The control circuit provides the user with direct frequency and duty ratio control of a PWM process via front-panel mounted knobs.  Additionally, front-panel mounted BNC jacks allow the user to override these controls with either a switching function (square pulse train) via q(t) or a duty ratio modulating signal on D(t).  The D(t) input is inverted allowing for implementation of a negative feedback control loop.

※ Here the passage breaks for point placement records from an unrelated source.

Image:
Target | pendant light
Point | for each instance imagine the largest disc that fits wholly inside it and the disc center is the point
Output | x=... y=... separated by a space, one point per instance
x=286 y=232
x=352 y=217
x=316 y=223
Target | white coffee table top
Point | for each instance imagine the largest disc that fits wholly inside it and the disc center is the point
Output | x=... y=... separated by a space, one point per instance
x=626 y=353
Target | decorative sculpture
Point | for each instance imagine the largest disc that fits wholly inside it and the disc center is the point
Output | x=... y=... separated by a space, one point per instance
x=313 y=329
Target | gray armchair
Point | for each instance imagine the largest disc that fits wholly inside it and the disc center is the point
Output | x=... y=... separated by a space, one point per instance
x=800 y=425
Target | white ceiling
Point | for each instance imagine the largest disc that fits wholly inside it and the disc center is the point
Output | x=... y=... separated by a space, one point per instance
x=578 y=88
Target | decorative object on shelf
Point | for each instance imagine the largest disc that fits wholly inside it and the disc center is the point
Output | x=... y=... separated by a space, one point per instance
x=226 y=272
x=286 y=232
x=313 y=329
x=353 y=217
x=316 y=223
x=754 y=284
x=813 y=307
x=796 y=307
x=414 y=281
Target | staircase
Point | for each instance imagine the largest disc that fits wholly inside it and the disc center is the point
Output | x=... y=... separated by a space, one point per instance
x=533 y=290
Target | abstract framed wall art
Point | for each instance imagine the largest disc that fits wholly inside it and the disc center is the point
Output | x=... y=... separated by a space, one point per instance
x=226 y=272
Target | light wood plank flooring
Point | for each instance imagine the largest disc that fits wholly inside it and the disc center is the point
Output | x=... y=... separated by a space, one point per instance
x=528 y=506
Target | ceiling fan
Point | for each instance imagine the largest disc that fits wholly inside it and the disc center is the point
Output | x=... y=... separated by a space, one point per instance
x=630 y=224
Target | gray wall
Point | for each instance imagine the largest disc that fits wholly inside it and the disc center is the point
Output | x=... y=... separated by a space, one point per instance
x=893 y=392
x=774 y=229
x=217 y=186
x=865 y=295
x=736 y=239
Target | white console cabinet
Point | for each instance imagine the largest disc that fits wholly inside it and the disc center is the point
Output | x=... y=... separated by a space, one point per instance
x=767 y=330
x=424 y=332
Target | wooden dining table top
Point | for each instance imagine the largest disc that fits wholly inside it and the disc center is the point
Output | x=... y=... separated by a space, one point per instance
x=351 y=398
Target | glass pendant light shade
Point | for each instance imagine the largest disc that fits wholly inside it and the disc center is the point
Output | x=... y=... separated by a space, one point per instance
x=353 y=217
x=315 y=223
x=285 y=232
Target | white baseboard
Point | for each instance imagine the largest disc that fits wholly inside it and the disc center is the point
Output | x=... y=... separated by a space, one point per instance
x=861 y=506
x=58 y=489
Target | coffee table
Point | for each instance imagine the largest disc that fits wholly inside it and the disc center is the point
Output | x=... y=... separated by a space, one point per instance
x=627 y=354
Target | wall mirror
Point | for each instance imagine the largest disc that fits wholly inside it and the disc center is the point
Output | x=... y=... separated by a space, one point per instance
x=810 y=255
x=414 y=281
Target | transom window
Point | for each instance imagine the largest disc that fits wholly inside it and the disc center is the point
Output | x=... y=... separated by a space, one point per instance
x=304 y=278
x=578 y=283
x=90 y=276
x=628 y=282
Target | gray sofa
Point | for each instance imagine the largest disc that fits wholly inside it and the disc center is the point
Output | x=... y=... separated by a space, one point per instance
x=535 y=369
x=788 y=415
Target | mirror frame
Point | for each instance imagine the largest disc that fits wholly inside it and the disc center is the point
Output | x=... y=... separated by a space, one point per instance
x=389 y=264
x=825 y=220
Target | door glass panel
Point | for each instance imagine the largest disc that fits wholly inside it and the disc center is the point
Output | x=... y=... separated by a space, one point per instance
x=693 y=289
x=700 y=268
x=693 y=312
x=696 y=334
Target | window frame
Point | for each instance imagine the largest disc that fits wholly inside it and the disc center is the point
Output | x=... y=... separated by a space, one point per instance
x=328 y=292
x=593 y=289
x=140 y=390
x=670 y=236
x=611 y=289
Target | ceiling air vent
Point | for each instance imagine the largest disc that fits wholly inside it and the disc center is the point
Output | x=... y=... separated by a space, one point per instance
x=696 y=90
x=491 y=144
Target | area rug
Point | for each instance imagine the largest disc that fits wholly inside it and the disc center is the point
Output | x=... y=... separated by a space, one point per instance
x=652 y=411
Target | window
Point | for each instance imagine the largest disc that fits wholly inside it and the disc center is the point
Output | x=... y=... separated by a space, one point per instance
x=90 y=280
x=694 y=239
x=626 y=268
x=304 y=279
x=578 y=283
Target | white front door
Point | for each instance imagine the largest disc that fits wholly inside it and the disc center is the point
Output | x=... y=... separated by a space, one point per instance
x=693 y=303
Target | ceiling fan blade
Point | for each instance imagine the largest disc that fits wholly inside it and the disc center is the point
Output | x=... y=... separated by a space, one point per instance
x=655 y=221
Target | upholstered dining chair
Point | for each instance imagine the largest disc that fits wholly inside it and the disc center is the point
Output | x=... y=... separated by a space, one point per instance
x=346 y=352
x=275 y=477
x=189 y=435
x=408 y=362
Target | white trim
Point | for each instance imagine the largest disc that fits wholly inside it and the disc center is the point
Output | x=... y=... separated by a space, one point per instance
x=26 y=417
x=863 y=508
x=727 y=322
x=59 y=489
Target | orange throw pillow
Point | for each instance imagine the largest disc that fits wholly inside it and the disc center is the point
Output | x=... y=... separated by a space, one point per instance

A front-panel mounted mode switch selects the way that the two FETs are switched:

These three control modes allow one of many dc-dc, dc-ac, and ac-ac converter topologies with one or two controlled switches to be realized.  Additionally, the q(t) BNC connectors allow multiple FET Control Boxes to be ganged together in Master / Slave arraignment to realize four switch converter topologies such as a full bridge dc-ac inverter or a universal frequency changer ac-ac converter.

DESIGN DETAILS:

Complete design data is available.  Schematic and board layout was performed using the OrCAD suite from Cadence, PSD 14.0.  Mechanical design was done in Microsoft Viso 2000.  The design documentation is available in PDF format on this webpage.  The estimated material cost of each box is $340.  Most components were obtained through Newark or Allied, or when possible directly from stock in ECE Stores.  Custom boxes with silkscreening came direct from Hammond.  Heat sinks are custom from Aavid Thermalloy with machining done by the ECE Machine Shop.  The bulk of the PCB and final assembly was performed by the Electronics Shop.